Par Ivan Rioufol
Une constatation: Barack H. Obama, qui est prêt à laisser tomber l'autocrate égyptien Hosni Moubarak, légitimement rejeté par son peuple, n'a pas fait preuve de tant de témérité devant le tyran Mahmoud Ahmadinejad, lorsque la rue iranienne réclamait elle aussi, au printemps 2009, la démocratie et la liberté. Le long silence du président américain face à la dictature contestée des mollahs a même été désespérant pour les opposants au régime théocratique et totalitaire, si peu soutenus par l'Occident et désormais réduits au silence après une répression implacable. C'est pourquoi le souvenir de cet épisode peu glorieux me fait douter de la sincérité et du courage d'Obama, qui a réclamé hier soir des changements "maintenant" pour l'Egypte. Est-ce vraiment la démocratie qu'il est enfin prêt à soutenir là-bas, ou est-ce plutôt l'apaisement avec l'islamisme et ses conceptions très particulières des droits de l'homme? J'espère me tromper, mais son attitude me fait penser à celle de Jimmy Carter qui, en 1979, allait lâcher son allié le Chah d'Iran avec les conséquences que l'on sait pour le peuple.

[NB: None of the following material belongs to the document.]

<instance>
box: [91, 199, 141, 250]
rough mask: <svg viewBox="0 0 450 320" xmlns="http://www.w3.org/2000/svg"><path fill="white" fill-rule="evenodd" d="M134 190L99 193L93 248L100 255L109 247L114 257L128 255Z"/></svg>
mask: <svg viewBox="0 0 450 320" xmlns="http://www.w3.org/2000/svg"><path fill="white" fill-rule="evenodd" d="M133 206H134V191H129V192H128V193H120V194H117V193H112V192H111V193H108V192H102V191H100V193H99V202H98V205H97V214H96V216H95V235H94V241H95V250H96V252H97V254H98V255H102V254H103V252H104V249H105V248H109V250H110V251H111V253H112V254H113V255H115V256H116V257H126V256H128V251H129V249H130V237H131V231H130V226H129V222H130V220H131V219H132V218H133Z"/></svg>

La possible récupération par l'islamisme de l'exemplaire insoumission d'une partie du monde arabo-musulman est un risque qui va demeurer dans un avenir immédiat. Aussi cette perspective n'a-t-elle pas besoin d'obtenir, en plus, la caution flatteuse du président des Etats-Unis, qui rappelle volontiers que son deuxième prénom, Hussein, le porte à comprendre et admettre les revendications identitaires de l'Islam. Le rôle des démocrates est de soutenir sans ambiguïté les Tunisiens et les Egyptiens quand ils exigent la liberté et la démocratie. Il est aussi de mettre en garde contre l'hypothèse d'une régression théocratique qui profiterait des inévitables dissensions locales, voire d'une bienveillance américaine pour un "islamisme modéré" dont des "experts" nous disent déjà que la Turquie en serait le modèle. Tant mieux si l'Islam parvient à se moderniser. Cependant, il me semble que l'Occident devrait, par une élémentaire réserve, se tenir à l'écart de ce processus qui reste à conduire. Il relève du seul monde musulman.